Das Crowdfunding dient auch als Markttest für größere Investoren, die noch einmal 3,5 Millionen Franken zugesagt hatten, wenn die Marke von 3.000 Crowdfundern erreicht würde. Der Markt scheint mehr als bereit zu sein, das zugesagte Geld wird fließen. Und es geht ja noch 33 Tage weiter.

Republik soll ein neues, von großen Verlagen unabhängiges Portal für Journalismus werden. In ihrem Manifest schreiben die Mitarbeiter, dass sie den Journalismus als gefährdet empfinden. Große Verlagshäuser würden sich mehr und mehr vom Journalismus verabschieden. Neue Geschäftsmodelle seien nicht in Sicht. In der Schweiz würde die Politik direkten Einfluss auf Inhalte nehmen. Auf Anzeigen soll verzichtet werden, man will von den Vertriebserlösen durch die Abonnenten leben. 

„Großzügigkeit im Herzen“

Das kleine Team mit nur elf Mitarbeitern ist sehr ehrgeizig und schreibt: „Wir müssen die grösseren Redaktionen bei großen Themen regelmäßig überflügeln. Unsere publizistische David-gegen-Goliath-Strategie, in äußerster Kurzform, hat die Formel: Fokus!

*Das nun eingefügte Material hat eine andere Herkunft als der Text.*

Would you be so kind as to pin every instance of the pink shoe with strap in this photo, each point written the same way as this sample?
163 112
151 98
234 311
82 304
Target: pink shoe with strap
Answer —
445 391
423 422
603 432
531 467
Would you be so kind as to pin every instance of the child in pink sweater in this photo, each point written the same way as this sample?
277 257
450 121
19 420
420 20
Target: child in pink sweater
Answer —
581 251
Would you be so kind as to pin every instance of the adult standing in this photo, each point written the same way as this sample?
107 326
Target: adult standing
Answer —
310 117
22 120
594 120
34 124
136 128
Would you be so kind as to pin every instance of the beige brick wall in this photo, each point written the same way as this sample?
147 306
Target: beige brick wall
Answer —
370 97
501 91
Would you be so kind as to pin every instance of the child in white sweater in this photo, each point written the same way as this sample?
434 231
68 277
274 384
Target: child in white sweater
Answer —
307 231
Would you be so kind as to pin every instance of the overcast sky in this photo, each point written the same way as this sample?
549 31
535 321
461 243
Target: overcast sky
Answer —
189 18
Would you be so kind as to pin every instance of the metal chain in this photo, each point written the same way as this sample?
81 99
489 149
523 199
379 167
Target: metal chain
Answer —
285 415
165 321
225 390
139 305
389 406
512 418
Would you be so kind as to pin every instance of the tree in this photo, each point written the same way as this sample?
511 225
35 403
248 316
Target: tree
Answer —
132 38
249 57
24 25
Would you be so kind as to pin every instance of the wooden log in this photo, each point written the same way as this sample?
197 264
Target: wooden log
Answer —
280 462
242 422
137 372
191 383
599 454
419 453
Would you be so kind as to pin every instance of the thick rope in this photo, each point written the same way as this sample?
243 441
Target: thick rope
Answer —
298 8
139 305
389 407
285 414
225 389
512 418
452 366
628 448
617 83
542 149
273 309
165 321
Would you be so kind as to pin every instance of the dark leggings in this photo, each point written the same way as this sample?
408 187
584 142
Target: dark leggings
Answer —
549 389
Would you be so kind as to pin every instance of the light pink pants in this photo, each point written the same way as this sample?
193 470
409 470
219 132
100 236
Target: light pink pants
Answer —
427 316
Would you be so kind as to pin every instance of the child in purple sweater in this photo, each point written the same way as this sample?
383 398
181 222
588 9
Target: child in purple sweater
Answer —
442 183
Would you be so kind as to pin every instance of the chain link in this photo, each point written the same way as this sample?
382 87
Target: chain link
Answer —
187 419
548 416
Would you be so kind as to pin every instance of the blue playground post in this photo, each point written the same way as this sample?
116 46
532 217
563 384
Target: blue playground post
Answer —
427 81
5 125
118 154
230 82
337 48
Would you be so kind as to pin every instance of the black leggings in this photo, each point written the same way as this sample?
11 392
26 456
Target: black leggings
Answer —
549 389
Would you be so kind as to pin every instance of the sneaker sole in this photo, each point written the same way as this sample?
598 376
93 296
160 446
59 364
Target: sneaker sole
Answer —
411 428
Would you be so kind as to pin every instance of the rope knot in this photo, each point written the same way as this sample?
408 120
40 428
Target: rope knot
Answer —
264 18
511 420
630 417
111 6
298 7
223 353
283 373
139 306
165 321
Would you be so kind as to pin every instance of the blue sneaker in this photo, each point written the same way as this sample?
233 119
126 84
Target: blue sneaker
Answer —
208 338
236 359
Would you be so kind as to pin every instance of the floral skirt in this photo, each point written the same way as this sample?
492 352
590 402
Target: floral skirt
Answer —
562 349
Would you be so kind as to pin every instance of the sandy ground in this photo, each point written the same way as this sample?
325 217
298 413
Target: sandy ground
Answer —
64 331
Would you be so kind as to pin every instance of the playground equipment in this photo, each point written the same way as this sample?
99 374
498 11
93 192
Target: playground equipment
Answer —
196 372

Fokus! Weitwinkel! Der Weitwinkel wird darin bestehen, dass wir alles, was wir machen, groß machen. Es braucht Weite im Blick, Weite in der Recherche, Großzügigkeit in der Aufmachung. Und nicht zuletzt braucht es Großzügigkeit im Herzen.“

Die Kollegen aus der Medien-Branche lesen solche großspurigen Ankündigungen sicherlich mit gemischten Gefühlen. Wird ihre Arbeit doch implizit als dringend verbesserungswürdig hingestellt – mit Sätzen wie: „Es ist Zeit für Journalismus ohne Bullshit.“ Auch der Verweis darauf, dass Verlage ihr Geld inzwischen ihr Geld mit Anzeigenverkäufen im Internet verdienen und sich vom Journalismus verabschiedet haben, ist diskutabel.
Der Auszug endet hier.